European Drivers
On the way to Athens I rode through Marathon, eponym of the race. Thinking I would crush the world record with the mighty power of internal combustion, I took the circuitous route and made it in just over 28 hours. Probably the worst display of hubris ever committed in Greece.
I spent a week in Athens exploring and waiting on parts to arrive. Upon departure, Strom was sporting new off-road tires, skid plate, heated grips, and a statue of Hermes affixed to the front. Unfortunately, he was not of the highest quality, so I now have just the broken ankles of the god of transport epoxied to the front of the bike.

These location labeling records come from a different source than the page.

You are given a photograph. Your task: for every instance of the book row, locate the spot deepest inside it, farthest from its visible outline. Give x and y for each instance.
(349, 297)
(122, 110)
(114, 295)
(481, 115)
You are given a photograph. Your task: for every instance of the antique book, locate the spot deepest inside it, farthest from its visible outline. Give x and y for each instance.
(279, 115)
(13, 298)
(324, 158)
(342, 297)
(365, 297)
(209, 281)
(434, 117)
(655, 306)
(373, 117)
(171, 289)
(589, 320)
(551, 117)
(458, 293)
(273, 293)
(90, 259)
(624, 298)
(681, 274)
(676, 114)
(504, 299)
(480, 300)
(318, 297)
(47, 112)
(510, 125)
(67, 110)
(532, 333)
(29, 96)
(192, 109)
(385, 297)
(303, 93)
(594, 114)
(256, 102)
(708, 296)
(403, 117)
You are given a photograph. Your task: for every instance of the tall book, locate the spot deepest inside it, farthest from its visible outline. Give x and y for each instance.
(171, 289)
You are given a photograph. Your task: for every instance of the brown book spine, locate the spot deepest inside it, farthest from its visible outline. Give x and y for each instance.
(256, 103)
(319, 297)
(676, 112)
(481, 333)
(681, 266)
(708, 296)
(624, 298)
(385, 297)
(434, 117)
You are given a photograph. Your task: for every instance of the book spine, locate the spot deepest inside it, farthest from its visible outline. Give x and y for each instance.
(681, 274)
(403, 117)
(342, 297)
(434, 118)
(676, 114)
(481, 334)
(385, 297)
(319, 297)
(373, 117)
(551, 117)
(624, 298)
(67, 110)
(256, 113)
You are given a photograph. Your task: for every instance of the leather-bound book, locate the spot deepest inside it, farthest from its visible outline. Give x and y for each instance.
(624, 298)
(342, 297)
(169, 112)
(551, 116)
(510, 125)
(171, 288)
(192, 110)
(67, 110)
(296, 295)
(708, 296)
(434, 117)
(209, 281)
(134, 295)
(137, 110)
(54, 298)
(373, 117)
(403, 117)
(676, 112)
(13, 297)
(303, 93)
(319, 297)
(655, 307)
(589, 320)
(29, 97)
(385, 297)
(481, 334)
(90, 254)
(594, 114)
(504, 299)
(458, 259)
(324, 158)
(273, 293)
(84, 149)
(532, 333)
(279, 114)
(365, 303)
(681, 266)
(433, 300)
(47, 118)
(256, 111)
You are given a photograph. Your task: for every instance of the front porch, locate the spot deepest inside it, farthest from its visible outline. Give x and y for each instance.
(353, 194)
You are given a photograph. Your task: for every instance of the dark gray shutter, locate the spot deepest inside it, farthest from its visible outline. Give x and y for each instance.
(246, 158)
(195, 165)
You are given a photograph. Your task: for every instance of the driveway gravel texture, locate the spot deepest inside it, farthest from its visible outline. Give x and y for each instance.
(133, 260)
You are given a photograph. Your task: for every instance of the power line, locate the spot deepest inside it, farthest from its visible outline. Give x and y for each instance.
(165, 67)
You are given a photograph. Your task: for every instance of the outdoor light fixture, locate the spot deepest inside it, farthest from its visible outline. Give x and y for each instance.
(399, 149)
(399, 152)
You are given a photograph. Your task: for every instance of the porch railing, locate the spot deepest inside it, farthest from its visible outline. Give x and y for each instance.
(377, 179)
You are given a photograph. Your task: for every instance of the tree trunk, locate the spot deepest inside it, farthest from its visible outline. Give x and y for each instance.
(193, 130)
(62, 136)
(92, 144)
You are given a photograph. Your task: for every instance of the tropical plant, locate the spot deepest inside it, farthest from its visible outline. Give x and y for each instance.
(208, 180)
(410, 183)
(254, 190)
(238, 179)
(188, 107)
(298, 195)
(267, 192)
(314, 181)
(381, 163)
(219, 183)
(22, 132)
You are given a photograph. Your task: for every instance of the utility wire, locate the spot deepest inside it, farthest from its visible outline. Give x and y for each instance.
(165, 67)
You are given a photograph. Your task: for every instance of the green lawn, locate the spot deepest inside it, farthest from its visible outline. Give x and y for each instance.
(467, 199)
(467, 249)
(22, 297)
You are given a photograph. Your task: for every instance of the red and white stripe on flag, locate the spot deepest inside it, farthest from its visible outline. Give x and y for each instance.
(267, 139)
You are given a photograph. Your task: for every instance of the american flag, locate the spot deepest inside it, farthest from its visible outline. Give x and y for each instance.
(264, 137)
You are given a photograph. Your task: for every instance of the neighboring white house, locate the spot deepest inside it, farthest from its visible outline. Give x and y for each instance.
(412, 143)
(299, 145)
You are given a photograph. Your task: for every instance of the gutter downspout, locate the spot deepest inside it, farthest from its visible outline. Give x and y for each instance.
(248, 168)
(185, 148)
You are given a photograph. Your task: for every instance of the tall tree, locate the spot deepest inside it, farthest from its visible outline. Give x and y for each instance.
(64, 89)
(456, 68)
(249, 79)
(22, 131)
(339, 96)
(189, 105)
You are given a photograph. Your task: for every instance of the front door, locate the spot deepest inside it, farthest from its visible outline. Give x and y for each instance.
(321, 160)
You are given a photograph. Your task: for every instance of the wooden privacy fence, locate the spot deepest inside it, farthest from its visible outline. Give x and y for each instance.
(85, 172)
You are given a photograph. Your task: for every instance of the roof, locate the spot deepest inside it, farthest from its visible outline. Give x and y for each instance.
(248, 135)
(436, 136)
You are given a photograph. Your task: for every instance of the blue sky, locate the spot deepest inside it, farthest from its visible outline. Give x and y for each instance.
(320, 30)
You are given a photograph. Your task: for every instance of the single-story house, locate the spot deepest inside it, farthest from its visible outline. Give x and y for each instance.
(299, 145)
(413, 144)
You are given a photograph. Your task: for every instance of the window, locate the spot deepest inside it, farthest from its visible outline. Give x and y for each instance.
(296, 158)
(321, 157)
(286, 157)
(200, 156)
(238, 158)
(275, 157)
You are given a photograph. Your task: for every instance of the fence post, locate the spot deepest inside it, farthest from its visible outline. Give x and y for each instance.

Perhaps not the most auspicious of hood ornaments.
Athens is my favorite city so far, with nice shops and gritty alleys in equal measure, obscene amounts of history, a good couchsurfing community, and among the highest motorcycle ownership rates of any city in the world.
So after 2 months on the bike, some reflections on riding in Greece/Europe:
1. In general, European drivers are more aggressive but also more situationally aware and accustomed to motorcycles. On highways they are great about staying in the right lane, yet on two lane roads they refuse to pull over to let you pass.
2. European road signs are stupid, unintuitive, and often downright abstract. Take this line through a white circle: it's actually not from the MoMA, but is in fact a sign indicating that the previous speed limit no longer applies and that drivers should now follow the national guidelines to determine the appropriate speed limit. Said guideline of course depends on the road, setting, and vehicle type and varies by country.
3. Greek drivers understand this, and eschew traffic laws in general. For the most part they respect red lights and stop signs, have good situational awareness, and get over to the right when they see someone wanting to pass. In other words, they are the perfect drivers. However, the roads are often littered with potholes, gravel, olives (and consequently olive oil), so one must remain vigilant.
4. Greek is truly incomprehensible, but I can sound out most signs - thanks highschool calculus! You just take the derivative of the name to determine your exit.